If passed, the bill would have reversed the impact of the ruling in R (PACCAR Inc and others) v Competition Appeal Tribunal and others [2023] UKSC 28. By a 4 to 1 majority, the Supreme Court upheld an appeal by DAF challenging the litigation funding agreements (LFAs) in two separate follow-on collective claims against members of the EU trucks cartel.  The judgment renders those arrangements unenforceable until certain conditions are met.  The case concerns the definition of a damages-based agreement (DBA), derived from one legislative context - the Compensation Act 2006 (the CA 2006) - and its use in a different legislative context (section 58AA of the Courts and Legal Services Act 1990 (CLSA 1990)).  Section 58AA(1) and (2) CLSA 1990 provide that a DBA will be unenforceable unless certain conditions are met. The Damages Based Agreements Regulations 2013 (the DBA Regulations 2013) set out further requirements which must be satisfied if a DBA is to be enforceable. It is accepted that the LFAs in this appeal would not satisfy these conditions.  The relevant part of the definition of DBA in this appeal, pursuant to section 58AA(3), is whether the LFAs involve the provision of “claims management services".  The Court held that claims management services are capable of covering LFAs when “read according to their natural meaning”.  As a result, the claimants’ funding arrangements fell under the scope of the DBA Regulations 2013 since damages-based funders provide “client management services” and would be paid based on how much the tribunal awarded as damages.
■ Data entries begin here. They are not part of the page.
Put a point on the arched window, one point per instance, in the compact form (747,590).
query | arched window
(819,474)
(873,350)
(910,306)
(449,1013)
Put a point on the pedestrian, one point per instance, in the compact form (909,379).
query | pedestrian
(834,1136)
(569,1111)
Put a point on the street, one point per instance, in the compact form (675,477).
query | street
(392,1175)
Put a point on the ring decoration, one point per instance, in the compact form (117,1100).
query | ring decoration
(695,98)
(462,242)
The bill provided, with retrospective effect, that LFAs were not DBAs and thus they did not have to comply with the DBA Regulations 2013. This was achieved primarily by amending the definition of a DBA in section 58AA of the Courts and Legal Services Act 1990 to provide that an agreement, to the extent that it is an LFA, is not a DBA.

Some funding agreements needed to be revised to reflect the Supreme Court’s recent ruling but certain of the more prominent funders in the industry have reacted to say the judgment will not stem their appetite to fund a claim with merit.  With the demise of the Litigation Funding Agreements (Enforceability) Bill, appeals against certain CAT decisions finding that LFAs are not DBAs now take on a renewed significance. We will have to wait and see whether similar legislation is introduced in the next parliament.